There is no definitive, scientifically proven answer to the question of whether a gay person can overcome their sexual orientation, but a few things have been established.

In 1957, psychologist Evelyn Hooker published the first empirical work that challenged the then-accepted view of homosexuality: that it was a disorder. This research eventually led the American Psychiatric Association, in 1973, to drop homosexuality from the list of mental health disorders. Since that time, most mainstream mental health organizations have come to support the research. The organization that still prescribes to the original view is The National Organization for the Research and Treatment of Homosexuality.

The organization’s president, Joseph Nicolosi, a clinical psychologist in Encino, Calif., has spent 25 years working with men who are unhappy with their homosexuality. Nicolosi’s contention, one that he came to believe after meeting with more than 1,000 gay men throughout his career, is that homosexuality is caused by a “deep grievance to the father.”

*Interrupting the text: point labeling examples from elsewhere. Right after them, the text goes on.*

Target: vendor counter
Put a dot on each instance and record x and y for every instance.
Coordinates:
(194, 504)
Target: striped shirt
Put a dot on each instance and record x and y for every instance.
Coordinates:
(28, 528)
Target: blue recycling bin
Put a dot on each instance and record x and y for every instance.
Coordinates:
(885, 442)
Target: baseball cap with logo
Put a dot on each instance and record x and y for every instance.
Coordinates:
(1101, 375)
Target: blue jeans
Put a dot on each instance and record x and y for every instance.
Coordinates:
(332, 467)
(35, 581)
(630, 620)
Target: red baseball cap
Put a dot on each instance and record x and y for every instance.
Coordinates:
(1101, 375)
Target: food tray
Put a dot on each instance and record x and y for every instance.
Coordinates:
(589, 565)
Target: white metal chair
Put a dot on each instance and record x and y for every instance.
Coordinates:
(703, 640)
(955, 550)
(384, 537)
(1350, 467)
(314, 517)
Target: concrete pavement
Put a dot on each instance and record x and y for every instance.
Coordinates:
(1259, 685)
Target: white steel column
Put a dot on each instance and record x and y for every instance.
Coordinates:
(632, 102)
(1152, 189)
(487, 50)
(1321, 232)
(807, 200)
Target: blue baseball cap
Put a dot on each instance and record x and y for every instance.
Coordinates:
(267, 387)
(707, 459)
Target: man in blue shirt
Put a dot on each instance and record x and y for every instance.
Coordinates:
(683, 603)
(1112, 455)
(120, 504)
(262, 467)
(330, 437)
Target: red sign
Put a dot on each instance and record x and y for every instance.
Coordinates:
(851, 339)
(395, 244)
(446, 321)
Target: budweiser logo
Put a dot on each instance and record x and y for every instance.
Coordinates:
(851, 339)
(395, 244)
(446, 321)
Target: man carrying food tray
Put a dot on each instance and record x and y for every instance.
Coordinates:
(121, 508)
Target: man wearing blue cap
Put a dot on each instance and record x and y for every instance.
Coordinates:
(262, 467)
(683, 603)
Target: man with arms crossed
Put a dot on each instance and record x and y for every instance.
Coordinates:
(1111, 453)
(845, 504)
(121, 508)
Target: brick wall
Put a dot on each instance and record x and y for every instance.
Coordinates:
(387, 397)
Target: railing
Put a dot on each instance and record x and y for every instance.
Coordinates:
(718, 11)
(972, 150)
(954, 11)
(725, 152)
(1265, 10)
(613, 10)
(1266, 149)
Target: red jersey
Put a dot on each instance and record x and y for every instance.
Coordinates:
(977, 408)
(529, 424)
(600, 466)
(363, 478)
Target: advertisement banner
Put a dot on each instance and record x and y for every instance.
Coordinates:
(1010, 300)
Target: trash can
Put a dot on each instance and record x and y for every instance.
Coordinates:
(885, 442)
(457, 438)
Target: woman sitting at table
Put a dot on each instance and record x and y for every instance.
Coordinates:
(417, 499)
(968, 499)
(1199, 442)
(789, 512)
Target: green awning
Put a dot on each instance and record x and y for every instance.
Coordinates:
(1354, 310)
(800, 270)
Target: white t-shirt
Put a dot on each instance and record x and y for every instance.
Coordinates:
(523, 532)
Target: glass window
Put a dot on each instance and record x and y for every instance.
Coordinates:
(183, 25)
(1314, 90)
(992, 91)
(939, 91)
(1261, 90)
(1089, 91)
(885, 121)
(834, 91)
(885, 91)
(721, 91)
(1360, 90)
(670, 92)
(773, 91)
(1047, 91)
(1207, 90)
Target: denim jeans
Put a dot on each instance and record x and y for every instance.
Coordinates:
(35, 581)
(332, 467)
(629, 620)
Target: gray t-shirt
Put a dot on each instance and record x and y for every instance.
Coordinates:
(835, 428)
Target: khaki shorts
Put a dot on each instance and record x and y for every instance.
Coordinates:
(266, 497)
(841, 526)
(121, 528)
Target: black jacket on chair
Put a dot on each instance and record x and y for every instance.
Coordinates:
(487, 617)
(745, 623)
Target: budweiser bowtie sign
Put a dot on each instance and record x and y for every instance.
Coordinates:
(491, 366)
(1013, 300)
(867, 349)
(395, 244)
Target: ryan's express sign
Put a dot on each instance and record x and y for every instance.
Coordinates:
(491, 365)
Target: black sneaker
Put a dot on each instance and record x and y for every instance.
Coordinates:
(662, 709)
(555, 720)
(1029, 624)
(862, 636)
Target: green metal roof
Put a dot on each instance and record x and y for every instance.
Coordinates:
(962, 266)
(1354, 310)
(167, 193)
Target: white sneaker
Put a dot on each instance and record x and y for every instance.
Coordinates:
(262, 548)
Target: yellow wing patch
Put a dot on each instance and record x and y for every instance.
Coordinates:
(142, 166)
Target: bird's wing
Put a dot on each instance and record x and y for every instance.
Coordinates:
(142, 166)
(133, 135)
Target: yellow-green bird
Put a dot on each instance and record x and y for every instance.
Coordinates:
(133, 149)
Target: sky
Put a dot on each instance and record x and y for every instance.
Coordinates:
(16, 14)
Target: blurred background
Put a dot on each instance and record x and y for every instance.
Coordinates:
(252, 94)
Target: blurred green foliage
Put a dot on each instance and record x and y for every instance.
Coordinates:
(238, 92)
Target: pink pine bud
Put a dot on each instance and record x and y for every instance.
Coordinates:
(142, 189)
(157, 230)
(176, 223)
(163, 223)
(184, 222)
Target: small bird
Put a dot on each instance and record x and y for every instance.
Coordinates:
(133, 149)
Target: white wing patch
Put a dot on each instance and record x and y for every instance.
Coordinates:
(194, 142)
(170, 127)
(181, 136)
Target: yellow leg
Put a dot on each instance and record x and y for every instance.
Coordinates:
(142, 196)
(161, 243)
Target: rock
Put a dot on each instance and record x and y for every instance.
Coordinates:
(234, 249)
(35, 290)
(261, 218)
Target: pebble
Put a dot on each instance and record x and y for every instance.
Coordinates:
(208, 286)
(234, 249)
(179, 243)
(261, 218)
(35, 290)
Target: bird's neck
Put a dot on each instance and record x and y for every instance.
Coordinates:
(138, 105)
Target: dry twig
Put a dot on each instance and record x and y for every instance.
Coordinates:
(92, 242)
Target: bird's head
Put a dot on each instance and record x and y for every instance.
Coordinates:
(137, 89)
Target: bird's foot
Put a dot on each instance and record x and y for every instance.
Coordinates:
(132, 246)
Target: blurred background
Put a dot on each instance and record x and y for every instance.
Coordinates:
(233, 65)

Anderson says Nicolosi points to one study, conducted by Robert Spitzer in 2001. Spitzer, a Columbia University scientist, conducted a survey of 200 men who claimed to be “ex-gay.” He measured their same-sex attraction levels a year before therapy and a year after. Spitzer found that 20 of the subjects exhibited changes in their sexual orientation.

“The study is suspect,” Anderson says. “First of all, it’s not a random sample.”

He said 65 percent of the subjects were referred by ex-gay ministries, hardly representative of the broader gay community.

Still, the study did show that it is possible for people to believe they have changed their sexual orientation.

John Powell, clinical counselor at the University, said his 22 years on the job vary greatly from Spitzer’s findings.

“I don’t think sexual orientation is a choice, or a result of some form of trauma,” Powell says. “The more I work with LGBT (lesbian, gay, bisexual and transgender) people, people who don’t want to be gay, the more I realize the best thing for them to do is to just accept how they are, and who they are.”

Pastor Weatherford agrees: “When I talk to the two members of my congregation scarred by this therapy, I tell them the most important thing to remember in the bible is that God loves you, in all your variety. He made you in his image, and you’re good.”